’t Root Cruijs, Markt 61
’s-Hertogenbosch

Het pand Markt 61 te ’s Hertogenbosch heeft een lange voorgeschiedenis. Het huis draagt volgens Jan en Alphons Mosmans sinds het jaar 1635 de naam ’t Root Cruijs met belendende percelen De Kleine Engel (nr. 63) en Het Vergulde Duifke (nr. 59). De historicus Van Sasse van Ysselt geeft ons al bijzonderheden over dit huis vanaf 1574. Hij geeft dit pand de naam Het Rode Kruis. Waar die naam vandaan komt is niet duidelijk. Volgens Mosmans en Mosmans dienden huisnamen vooral als herkenningsteken voor derden.Vaak noemden mensen hun huis naar hun familienaam of werd de naam van het huis gezocht in de bestemming, in de nering die er in werd uitgeoefend. Zo ontstonden namen als De Wolbaal, De Koffiebaal, De Emmer etc. Als derde was er de ligging van het huis. Bij de haven waar veel vis aangevoerd werd en ook de vismarkt zich bevond, droegen de huizen namen als De Crab, De Valk en De Snoek. Nog meer huizen in ’s Hertogenbosch droegen de naam Het Cruijs, met of zonder een bijvoegsel. ’T Root Cruijs heeft wat zijn bewoners en bezitters betreft een interessante geschiedenis.
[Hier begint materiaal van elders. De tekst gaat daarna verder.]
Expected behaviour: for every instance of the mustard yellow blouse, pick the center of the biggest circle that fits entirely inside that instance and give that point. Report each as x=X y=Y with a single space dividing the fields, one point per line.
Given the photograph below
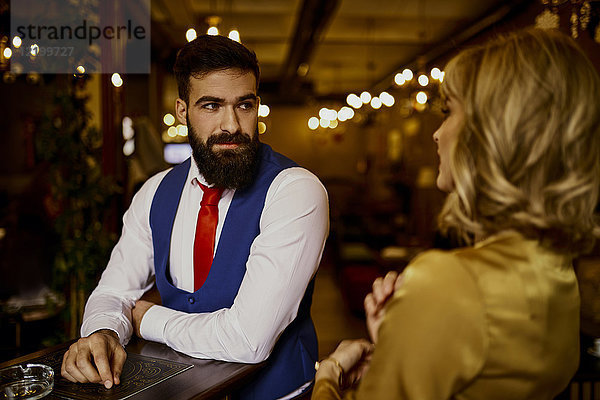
x=499 y=320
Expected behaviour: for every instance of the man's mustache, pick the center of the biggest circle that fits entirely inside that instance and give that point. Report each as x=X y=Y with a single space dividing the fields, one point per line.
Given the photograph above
x=229 y=138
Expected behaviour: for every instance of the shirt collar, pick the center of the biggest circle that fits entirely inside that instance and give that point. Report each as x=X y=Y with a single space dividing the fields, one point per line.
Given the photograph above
x=195 y=176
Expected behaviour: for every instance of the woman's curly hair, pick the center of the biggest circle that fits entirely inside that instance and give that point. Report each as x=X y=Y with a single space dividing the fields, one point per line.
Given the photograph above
x=528 y=156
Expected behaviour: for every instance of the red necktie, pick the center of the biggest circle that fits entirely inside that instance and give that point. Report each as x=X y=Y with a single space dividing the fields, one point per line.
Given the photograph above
x=206 y=227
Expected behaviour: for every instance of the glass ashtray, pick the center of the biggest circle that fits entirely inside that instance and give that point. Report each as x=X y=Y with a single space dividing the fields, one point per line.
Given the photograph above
x=26 y=381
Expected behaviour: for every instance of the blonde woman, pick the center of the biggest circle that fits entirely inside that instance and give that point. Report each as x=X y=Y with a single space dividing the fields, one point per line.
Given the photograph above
x=498 y=319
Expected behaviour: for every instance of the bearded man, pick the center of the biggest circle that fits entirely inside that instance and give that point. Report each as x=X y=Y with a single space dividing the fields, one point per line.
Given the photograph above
x=238 y=288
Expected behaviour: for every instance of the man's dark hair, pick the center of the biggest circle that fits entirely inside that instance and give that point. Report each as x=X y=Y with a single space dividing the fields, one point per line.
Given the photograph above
x=209 y=53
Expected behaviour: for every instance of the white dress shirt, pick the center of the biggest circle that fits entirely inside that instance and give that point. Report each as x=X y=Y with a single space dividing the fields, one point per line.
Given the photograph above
x=283 y=259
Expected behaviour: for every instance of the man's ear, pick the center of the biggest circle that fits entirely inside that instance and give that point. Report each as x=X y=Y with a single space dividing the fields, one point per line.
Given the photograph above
x=181 y=111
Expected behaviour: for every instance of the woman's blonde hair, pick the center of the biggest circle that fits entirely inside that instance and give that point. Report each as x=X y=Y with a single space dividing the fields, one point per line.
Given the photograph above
x=528 y=157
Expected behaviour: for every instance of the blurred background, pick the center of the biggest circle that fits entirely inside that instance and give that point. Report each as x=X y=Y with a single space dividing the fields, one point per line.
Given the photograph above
x=349 y=89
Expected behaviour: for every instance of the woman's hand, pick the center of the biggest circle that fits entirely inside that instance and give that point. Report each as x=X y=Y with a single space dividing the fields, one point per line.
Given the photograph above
x=383 y=290
x=353 y=357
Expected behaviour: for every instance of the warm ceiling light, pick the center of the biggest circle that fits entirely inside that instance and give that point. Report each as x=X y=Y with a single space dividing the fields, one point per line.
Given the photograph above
x=387 y=99
x=346 y=113
x=421 y=97
x=234 y=34
x=190 y=34
x=376 y=103
x=365 y=97
x=436 y=73
x=399 y=79
x=353 y=100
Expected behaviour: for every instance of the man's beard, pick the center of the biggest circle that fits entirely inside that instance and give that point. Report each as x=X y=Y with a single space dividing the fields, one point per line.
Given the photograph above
x=226 y=168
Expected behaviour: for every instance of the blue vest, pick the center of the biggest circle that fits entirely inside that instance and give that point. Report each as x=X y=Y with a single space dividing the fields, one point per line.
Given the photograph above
x=291 y=363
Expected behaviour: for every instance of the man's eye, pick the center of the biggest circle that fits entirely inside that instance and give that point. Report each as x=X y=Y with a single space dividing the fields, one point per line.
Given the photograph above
x=210 y=106
x=246 y=105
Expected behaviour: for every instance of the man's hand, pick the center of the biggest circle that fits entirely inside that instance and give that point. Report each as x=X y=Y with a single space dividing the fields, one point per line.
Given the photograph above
x=383 y=290
x=98 y=358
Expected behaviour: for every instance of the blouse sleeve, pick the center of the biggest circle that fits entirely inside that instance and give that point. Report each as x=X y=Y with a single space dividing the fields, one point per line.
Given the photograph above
x=433 y=340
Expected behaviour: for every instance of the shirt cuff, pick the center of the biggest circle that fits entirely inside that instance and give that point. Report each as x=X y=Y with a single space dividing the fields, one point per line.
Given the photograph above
x=154 y=323
x=97 y=323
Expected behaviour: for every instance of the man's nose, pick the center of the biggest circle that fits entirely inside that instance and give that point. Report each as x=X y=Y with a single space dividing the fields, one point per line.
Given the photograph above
x=230 y=122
Te beginnen met de meest bekende schilder die ’s Hertogenbosch heeft voortgebracht, zien wij als verdere belangrijke bewoners een lid van het Stedelijk Bestuur met zijn gezin, wiens familienaam tweehonderd jaar later nog bekend is door de handel in muziek en boeken.

Wij spoorden een apotheker op die handel dreef in pillen en poeders, een klokkenmaker die handelde in pendules en horloges.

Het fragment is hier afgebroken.